I've been toying with designs for an Ampeg V4 inspired project. I posted about it a long while ago and only recently dove back in.
Let's assume that I've got the preamp & power amp sections mostly settled.
- The preamp section uses 7 triodes (mix and match of 12AX7s and 12AU7s, with 1 unused triode. Sad, I know).
- The power amp section (including Phase Inverter) is 1x12AX7 + 2x6V6S.
I grabbed a copy of Designing Power Supplies for Tube Amplifiers and am looking to understand what Ampeg was doing here. I built the V4 power supply in KiCAD and attached the PDF, along with the various output nodes and their target voltages as described in the original schematic. One thing to note is that in the PDF I have removed the standby switching altogether, but left the 180k pilot light resistor in because I forgot it. Also, for the project I'm working on I tentatively chose the Hammond 270FX, so please don't take that as what I feel the original Ampeg V4 power transformer might be.
In the book and elsewhere, typical power supplies are described as having a reservoir capacitor, followed by a network of smoothing & filtering stages. The V4 supply seems to do it a little different:
Instead of starting with a single reservoir capacitor right after the rectifier, it throws the voltage into a network of paralleled resistors and caps (R1, R2, C1-C4) before moving towards the filtering / smoothing stages.

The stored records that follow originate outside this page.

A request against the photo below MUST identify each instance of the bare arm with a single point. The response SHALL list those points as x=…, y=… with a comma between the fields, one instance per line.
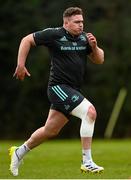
x=24, y=49
x=97, y=54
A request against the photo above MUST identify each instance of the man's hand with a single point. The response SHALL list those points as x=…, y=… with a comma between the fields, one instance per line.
x=92, y=40
x=21, y=72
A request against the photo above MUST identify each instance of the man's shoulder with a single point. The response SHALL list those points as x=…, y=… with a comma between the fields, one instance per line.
x=55, y=30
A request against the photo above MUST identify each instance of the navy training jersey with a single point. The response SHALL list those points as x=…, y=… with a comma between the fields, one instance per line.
x=68, y=55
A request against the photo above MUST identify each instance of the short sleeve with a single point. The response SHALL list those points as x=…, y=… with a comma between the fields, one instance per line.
x=89, y=49
x=44, y=37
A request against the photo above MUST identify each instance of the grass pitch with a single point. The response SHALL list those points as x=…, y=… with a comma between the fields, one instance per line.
x=60, y=159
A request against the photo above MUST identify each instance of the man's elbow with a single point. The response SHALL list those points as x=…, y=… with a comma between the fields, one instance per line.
x=28, y=39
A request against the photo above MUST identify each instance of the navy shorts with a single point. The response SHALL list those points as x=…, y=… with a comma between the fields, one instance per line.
x=64, y=98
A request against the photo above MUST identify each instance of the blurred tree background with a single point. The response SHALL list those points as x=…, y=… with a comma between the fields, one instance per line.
x=24, y=105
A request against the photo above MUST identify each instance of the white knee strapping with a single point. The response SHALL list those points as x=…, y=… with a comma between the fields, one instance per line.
x=87, y=125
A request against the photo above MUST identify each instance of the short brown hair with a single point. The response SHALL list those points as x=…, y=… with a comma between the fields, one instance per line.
x=72, y=11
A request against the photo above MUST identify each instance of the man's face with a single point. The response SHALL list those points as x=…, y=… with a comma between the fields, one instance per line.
x=74, y=24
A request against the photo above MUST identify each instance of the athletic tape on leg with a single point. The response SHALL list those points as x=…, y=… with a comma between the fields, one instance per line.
x=87, y=124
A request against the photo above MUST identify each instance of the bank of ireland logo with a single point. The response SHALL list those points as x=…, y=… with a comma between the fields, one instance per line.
x=74, y=43
x=75, y=98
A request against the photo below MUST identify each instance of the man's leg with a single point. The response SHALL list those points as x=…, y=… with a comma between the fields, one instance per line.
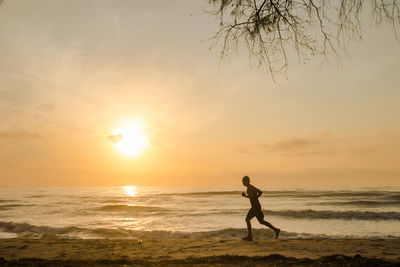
x=249, y=216
x=261, y=220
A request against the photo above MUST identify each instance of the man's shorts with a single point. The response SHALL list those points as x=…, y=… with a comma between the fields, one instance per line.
x=255, y=213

- Does that parallel network act as a single reservoir? I know the voltages in this amp can be just absurd, so I'm wondering if this was their way of building up the power needed, as maybe a single capacitor wasn't reasonable?
- If, just hypothetically, one wanted to use a variation of this power supply but remove the entire reverb circuit from the amp, what is best done with R5 and C7? I can't imagine removing them entirely is the right approach, as it would impact nodes D and E. Thoughts?
- If anyone has deeper insight around the choices Ampeg made I would love to hear them.